Iowa has 31 million acres in farmland, with 23 million of that planted to corn and soybeans, Northey said. Nine million acres of land is drained by tiles, underground drains that efficiently remove water from fields.
These drains also mainline nitrogen directly to streams. Underground nitrogen is “the most critical conservation concern” in the Upper Mississippi River Basin, said a 2010 USDA study of conservation practices.
Artificial wetlands can help get the nitrogen out. With the help of a federal conservation program, Iowa has built 70 shallow wetlands to filter tile-line water. “We’re seeing a 40 to 70 percent reduction in the amount of nitrogen coming out,” Northey said. “It’s pretty dramatic.”
The artificial wetlands are expensive, and they don’t work on every property. “We’re building five to 10 a year,” said Northey, a member of the federal-state hypoxia task force. “It would take building hundreds of years to get all of that.”

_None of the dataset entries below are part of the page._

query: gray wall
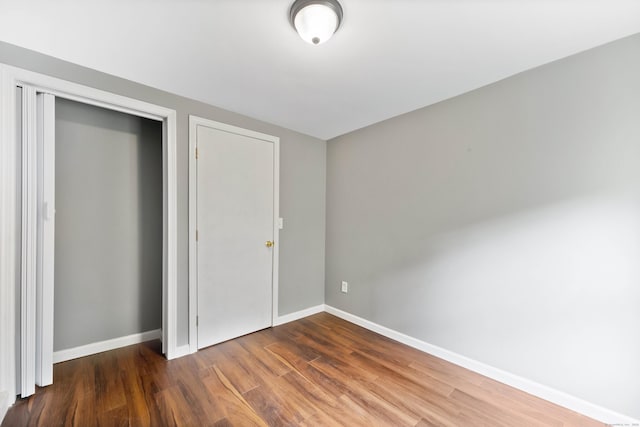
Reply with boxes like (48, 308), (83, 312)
(280, 138), (326, 312)
(0, 41), (327, 348)
(326, 33), (640, 418)
(54, 99), (162, 351)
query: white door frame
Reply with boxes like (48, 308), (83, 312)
(0, 64), (18, 418)
(188, 115), (280, 354)
(0, 63), (179, 403)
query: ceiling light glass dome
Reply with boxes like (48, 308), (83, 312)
(290, 0), (343, 45)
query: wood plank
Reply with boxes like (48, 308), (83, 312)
(2, 313), (604, 426)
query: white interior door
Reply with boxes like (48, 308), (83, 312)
(35, 92), (54, 387)
(20, 87), (55, 396)
(20, 85), (37, 397)
(196, 123), (276, 349)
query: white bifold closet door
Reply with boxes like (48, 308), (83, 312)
(20, 86), (55, 397)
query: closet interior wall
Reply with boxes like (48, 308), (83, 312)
(54, 98), (163, 353)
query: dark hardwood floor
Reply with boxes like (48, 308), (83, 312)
(3, 313), (602, 426)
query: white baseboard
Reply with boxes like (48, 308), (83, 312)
(53, 329), (162, 363)
(274, 304), (325, 326)
(324, 305), (638, 425)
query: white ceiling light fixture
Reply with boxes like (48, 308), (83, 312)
(289, 0), (343, 45)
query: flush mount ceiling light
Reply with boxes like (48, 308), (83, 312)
(289, 0), (343, 45)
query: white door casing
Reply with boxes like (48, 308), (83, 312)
(189, 116), (280, 351)
(0, 62), (17, 420)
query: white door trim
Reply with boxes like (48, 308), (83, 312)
(188, 115), (280, 354)
(0, 62), (179, 402)
(0, 64), (17, 419)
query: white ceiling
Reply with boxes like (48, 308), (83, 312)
(1, 1), (639, 140)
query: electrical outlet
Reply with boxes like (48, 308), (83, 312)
(341, 281), (348, 293)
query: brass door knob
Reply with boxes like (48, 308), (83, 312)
(265, 240), (274, 248)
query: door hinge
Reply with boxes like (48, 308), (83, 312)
(195, 147), (199, 159)
(196, 229), (199, 241)
(196, 316), (199, 327)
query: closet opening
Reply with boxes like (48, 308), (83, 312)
(3, 64), (178, 400)
(52, 98), (163, 364)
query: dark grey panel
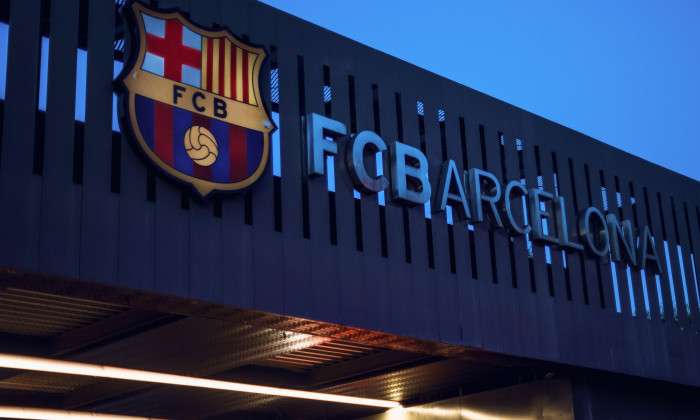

Scavia, with the University of Michigan, said significant changes are needed to shrink the dead zone – and quickly. The dead zone appears to be reaching a “tipping point” where the system is becoming increasingly sensitive to nutrient inputs, he said, and climate change exacerbates the problem as it warms water and increases intense storms.
Scavia’s solution? Fix the federal “farm bill,” which determines agriculture policy and subsidies. “It’s that difficult, and that simple,” he said. “It’s how much we incentivize producers. I believe farmers understand and do want to protect the environment.”
Voluntary methods are all well and good, said Rota, of the Gulf Restoration Network, but he wants to see enforceable standards as well. His group and others recently filed a lawsuit asking the EPA to set national criteria for nitrogen and phosphorus runoff. “We need that minimum bar to start making progress,” he said, “because so far, we’ve only seen the dead zone trending bigger.”
The EPA has so far refused to set national criteria, saying the best approach is to work with states to develop their own standards and cleanup plans.
For his part, Northey said the first step is education. Through the task force, he has taken Iowa farmers down to the Gulf and brought people from Mississippi back up to see what Iowa farmers are doing.
The rivers forever link farmers in the Midwest and fishers in the Gulf.
“Maybe it doesn’t seem like it when you’re working on your farm on a cold November morning, but we are tied to those folks,” Northey said. “We are tied, up and down the river, all together.”